To correct the problem is a major undertaking, requiring the redesign of the core architecture of Microsoft's local Operating System and networking facilities linkages. And such a redesign cannot be successfully undertaken, unless an alternative means of delivering the services now delivered through the tight linkage of these two functions can be designed and built, to replace what must be removed from the tightly linked environment in order to establish an appropriately modular OS - network relationship supporting secure services.
One part of the problem is the need to expose, and make directly and simply manageable all networking related functions tied to the Operating System (I mean removing them as integral components and making them modules whose interactions with the OS are separately managed and controlled by the user, through simple and well distinguished software interfaces).
But apart from that need, there is the issue of how to provide the services which the OS currently supports through what are known as "active components". These are typified in my mind (and here I am out of my depth completely) by so-called "ActiveX" components and by active content in documents and files originated and operated on ("run") by some programs - Visual Basic Scripting in MS Word and other MS Office programs; Outlook, and Outlook Express being common offenders. These features have been the source of millions of dollars if not billions in lost time and property due to attacks from outside the controlled environment which exploit their inherent features - features which constitute a failure of design on a massive scale in the context of internet connected machines.

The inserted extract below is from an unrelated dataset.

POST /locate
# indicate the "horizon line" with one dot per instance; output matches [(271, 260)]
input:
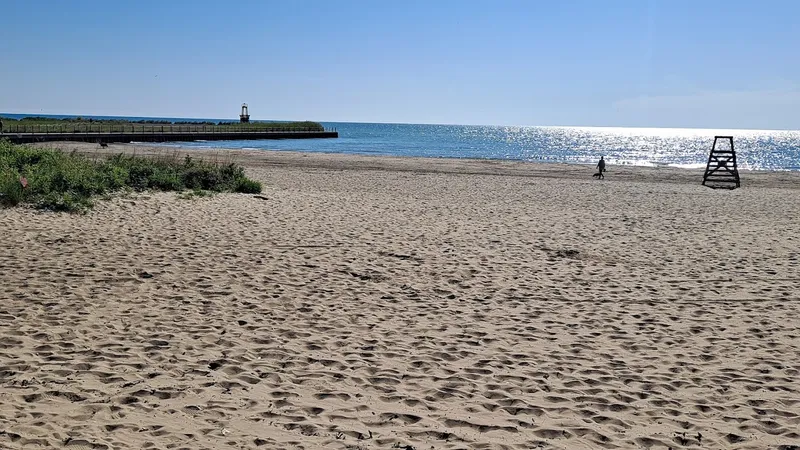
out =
[(414, 123)]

The issue presently before me is this: Can a form of Web Services be designed which can provide the facilities needed for communications between applications across the internet, without relying on inherently insecure methods and facilities active on local machines? Such an approach to communications of information among applications on local machines would eliminate the need for transmission of active content, potentially dangerous and damaging, among machines. The functions and services currently provided by active content would be performed under the supervision of the Web Services tools and facilities on the web, not on the local machine. "Web Applications" would run on tightly managed servers under the control of organizations providing services (such as when the State of Kansas permits me to prepare my state income tax return on the Web using facilities on its servers, not on my computer - which serves only as a communications and data entry terminal for this purpose).
In this frame, the objective is the elimination of active code on the client side, no intrusion of active code from web sites onto client machines, and the processing of data and applications on servers - NOT on the client or local machine. I wonder if such a model is technically feasible, and if so if anyone is working on building it.
I fear that there is currently a trend in software and network design to further break down the wall between code on the client machine and that on networks, including the internet. And that this trend is turning the computer and other 'web enabled' devices in our space into unwanted and unwelcome intruders, and spies. Let us be clear that such intrusion is NOT necesary to gain the benefits of use of and interaction with the rest of the world through the interned. It is an artifact of the current model of local, client machine interaction with networks. And other models, I believe, exist and are vastly preferable.